Well, perhaps it really isn’t called the endless kegger, but that’s what I’d do if I didn’t have the Holy Spirit dragging me down and giving me that good old guilt trip. Antinomianism Lite, however, is what many Christians seem to regard as right and normal. St. Paul himself tells us that we have been liberated from the law. From Romans chapter 8:

1 There is therefore now no condemnation for those who are in Christ Jesus. 2 For the law of the Spirit of life has set you free in Christ Jesus from the law of sin and death.

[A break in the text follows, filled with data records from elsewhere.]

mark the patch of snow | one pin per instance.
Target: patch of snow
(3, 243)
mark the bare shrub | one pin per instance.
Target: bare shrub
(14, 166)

Whoo hoo! Party time, and to hell with the consequences. Well, not so fast, boys and girls. Paul goes on to tell us in this same chapter (v.4) that “the righteous requirement of the law might be fulfilled in us, who walk not according to the flesh but according to the Spirit.” Well, OK, no contradiction here…but then the door slams shut in our sinful faces in verses 7 and 8:

7 For the mind that is set on the flesh is(O) hostile to God, for it does not submit to God’s law; indeed, it cannot. 8 Those who are in the flesh cannot please God.

To some, Paul might seem to be dealing in both a contradiction in terms and an impossibility. The first? You’re freed from the law, but if we are righteous we will fulfill it. The second, who among us is not “in the flesh?” Even the best of us has carnal thoughts.

And this is why the thinking man or woman knows that we are all, each of us, depraved sinners. No matter how hard we try, we are prisoners of the flesh. What Paul has told us is that we aren’t really free of the law, but that once we are in Christ Jesus we may hope for redemption. As for the law itself, this is eternal and has not gone away just because compliance is hard.

The answer, in much simpler terms than Paul used in his letters, from Jesus in Matthew 5:

17 Do not think that I have come to abolish the Law or the Prophets; I have not come to abolish them but to fulfill them. 18For truly, I say to you, until heaven and earth pass away, not an iota, not a dot, will pass from the Law until all is accomplished. 19 Therefore whoever relaxes one of the least of these commandments and teaches others to do the same will be called least in the kingdom of heaven, but whoever does them and teaches them will be called great in the kingdom of heaven.

Paul comes across as a lawyer, plea-bargaining and attempting to explain away the law to gentiles who just did want to be bothered with those pesky rules and regs. Jesus says, basically, you must obey the law in your heart, and if you do, your body, and soul, will follow.